Out of 12.3 million married couples in the UK, 5.8 million would not benefit because they are both already taxpayers (so there is no unused tax allowance to transfer), 1.6 million would not benefit because neither are taxpayers (meaning that there is no benefit to either partner from a higher personal allowance) and 0.8 million would not benefit because, although only one partner is a taxpayer, they are a higher-rate taxpayer. Four million couples would benefit, a third of all married couples.

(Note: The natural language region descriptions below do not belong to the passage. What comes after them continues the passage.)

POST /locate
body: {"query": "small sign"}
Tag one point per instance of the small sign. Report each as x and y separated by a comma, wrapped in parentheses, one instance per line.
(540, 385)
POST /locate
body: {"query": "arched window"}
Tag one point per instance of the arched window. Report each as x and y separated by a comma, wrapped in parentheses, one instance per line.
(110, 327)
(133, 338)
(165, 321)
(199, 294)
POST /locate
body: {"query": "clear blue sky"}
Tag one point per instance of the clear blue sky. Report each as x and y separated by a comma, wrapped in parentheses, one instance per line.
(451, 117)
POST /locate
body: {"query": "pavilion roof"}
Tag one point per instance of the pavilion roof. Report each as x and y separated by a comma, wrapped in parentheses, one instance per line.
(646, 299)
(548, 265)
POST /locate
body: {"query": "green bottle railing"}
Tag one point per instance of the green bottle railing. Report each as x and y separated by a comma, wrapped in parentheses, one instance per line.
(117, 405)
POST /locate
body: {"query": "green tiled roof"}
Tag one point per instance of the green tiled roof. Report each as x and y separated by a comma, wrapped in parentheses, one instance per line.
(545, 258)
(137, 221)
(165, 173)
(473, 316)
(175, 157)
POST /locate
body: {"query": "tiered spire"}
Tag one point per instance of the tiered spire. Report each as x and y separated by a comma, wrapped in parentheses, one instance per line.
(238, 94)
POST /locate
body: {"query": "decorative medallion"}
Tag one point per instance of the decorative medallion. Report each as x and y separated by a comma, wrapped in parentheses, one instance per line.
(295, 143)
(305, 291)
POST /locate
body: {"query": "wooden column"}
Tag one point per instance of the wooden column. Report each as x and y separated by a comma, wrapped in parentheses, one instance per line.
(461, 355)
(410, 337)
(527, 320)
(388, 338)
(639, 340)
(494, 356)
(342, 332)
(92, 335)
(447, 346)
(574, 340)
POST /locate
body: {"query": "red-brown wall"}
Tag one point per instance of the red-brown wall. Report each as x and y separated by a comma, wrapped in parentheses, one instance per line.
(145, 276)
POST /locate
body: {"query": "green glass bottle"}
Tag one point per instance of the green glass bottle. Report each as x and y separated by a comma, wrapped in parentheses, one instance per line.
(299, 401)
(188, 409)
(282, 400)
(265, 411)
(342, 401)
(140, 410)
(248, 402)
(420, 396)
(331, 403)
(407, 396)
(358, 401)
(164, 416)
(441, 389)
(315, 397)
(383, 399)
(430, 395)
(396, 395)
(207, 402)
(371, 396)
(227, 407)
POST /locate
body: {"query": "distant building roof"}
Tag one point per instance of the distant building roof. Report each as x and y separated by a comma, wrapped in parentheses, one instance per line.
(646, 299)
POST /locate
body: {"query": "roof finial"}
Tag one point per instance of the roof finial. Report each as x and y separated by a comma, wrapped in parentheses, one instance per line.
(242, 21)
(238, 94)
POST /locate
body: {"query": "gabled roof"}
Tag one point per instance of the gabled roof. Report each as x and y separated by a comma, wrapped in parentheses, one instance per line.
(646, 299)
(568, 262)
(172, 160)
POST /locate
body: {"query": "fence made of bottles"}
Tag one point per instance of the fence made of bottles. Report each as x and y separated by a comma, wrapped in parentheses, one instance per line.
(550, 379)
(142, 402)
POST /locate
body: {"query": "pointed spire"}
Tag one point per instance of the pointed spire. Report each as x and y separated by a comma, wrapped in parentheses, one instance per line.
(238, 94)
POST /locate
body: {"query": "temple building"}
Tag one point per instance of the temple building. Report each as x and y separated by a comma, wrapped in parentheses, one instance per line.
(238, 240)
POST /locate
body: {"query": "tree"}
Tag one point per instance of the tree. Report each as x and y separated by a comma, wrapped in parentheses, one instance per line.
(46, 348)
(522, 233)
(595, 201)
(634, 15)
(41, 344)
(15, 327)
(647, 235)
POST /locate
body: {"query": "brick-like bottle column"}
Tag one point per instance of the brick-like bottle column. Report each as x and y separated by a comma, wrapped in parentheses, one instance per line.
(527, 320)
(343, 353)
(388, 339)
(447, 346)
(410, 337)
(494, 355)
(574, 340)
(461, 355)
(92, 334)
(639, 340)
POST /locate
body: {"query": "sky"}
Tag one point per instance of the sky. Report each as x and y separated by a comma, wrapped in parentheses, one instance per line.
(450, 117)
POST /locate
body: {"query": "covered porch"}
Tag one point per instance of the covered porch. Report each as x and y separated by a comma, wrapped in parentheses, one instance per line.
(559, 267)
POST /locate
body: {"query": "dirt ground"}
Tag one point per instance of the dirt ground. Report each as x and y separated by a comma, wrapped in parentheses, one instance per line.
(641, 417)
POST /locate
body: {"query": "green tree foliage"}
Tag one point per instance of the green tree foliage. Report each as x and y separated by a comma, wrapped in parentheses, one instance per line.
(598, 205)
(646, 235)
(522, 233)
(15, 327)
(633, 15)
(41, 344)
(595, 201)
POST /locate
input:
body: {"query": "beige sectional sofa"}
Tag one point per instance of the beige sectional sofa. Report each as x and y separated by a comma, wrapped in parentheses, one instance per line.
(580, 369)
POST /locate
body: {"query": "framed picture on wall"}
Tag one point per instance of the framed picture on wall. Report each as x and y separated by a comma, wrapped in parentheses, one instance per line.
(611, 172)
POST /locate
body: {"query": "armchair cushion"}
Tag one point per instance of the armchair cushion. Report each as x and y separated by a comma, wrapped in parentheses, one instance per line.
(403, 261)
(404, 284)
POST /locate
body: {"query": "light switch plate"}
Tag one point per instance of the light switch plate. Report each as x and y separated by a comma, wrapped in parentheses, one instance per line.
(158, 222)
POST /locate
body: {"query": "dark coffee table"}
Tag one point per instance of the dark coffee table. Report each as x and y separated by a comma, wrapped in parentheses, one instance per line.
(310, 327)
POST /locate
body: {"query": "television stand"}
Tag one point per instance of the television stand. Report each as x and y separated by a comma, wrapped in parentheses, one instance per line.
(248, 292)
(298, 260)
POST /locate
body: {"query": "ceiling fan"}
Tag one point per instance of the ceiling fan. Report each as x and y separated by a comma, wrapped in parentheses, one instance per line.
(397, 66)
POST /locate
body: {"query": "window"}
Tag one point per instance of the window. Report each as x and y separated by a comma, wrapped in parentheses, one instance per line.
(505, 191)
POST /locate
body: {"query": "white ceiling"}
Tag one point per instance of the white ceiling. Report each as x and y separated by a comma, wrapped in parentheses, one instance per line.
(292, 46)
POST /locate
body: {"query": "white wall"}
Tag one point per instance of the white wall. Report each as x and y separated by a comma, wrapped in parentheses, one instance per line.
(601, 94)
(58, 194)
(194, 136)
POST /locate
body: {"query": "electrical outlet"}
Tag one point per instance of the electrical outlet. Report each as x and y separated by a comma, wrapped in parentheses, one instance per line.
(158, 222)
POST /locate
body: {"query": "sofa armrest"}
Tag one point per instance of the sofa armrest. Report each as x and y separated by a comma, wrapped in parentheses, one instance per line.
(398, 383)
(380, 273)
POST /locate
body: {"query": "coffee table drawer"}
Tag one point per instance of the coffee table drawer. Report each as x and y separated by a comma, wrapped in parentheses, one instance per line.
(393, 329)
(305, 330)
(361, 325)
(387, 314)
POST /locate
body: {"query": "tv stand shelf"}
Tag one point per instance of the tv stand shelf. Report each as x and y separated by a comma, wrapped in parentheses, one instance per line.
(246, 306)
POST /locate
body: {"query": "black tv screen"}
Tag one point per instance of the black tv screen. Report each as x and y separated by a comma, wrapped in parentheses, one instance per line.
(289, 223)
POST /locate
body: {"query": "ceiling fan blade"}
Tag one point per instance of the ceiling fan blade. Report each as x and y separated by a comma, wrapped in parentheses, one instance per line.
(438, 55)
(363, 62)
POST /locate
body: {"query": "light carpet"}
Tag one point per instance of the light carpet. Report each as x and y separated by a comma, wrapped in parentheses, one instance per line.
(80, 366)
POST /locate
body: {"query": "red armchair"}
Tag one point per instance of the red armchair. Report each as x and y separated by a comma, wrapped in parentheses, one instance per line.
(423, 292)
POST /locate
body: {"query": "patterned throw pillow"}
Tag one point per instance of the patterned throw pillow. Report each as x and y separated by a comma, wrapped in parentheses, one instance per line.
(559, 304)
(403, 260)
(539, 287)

David Cameron perhaps rather misleadingly evaded this point by telling Jeremy Paxman on Friday: "No, that's not true ... it depends what they earn". It is rather a technicality to defend a "stay at home" incentive because those who earn less than £5750 could still get £150, when the policy clearly excludes most married women who work.

It also might surprise people just how poorly targetted the tax break is in helping married families with children, though the IFS has also set out why the evidence that marriage causally improves child outcomes is weak:

As the IFS reports:


Even if marriage did improve child outcomes, though, it is not clear that a policy where pensioner families make up more than a third of the beneficiaries and receive 31% of the gains is well targeted. In fact, only 35% of the families who gain from the policy have children, and only 17% have children aged under 5.


Next Left has also pointed out that - despite the symbolically positive and (legally unavoidable) inclusion of civil partners, labour force surveys show they are somewhat less likely to live in the "approved" household structure than other married couples.

So nobody has yet identified a civil partnered couple who do qualify!

That is a further challenge which ought to be put to Tory frontbenchers, in media interviews defending this flagship policy.